4.  **FixedWindows (`beam.WindowInto(FixedWindows(30 * 60))`)**: The `TimestampedValue` objects are grouped into windows based on their timestamps. The structure remains a `PCollection` of `TimestampedValue` objects, but now organized within windows.
5.  **ExtractItemAndCount (`beam.Map`)**: Each `TimestampedValue` object's value (the list of strings) is paired with a count of 1. The structure becomes a `PCollection` of tuples, where each tuple contains the original list and the count (e.g., `(['1', '2023-01-01 10:00:00', 'apple'], 1)`).
6.  **FilterCounts (`beam.Filter`)**: The structure remains a `PCollection` of tuples `(original_element, 1)`, but elements where the count is not 1 are removed (in this simple case, all elements are kept).
7.  **PartitionByItem (`beam.Partition`)**: The `PCollection` is split into a list of `PCollection`s based on the item name (the third element of the original list within the tuple).

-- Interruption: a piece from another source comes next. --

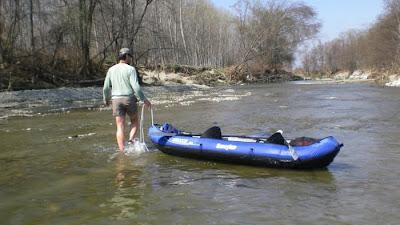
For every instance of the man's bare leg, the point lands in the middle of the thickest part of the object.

Each resulting `PCollection` contains tuples `(original_element, 1)` for a specific item type (e.g., one `PCollection` for apples, one for bananas, one for others).
8.  **Print Partitions (`beam.Map`)**: The elements in each partitioned `PCollection` are processed (in this case, printed to the console). The structure within each partition is still tuples `(original_element, 1)`.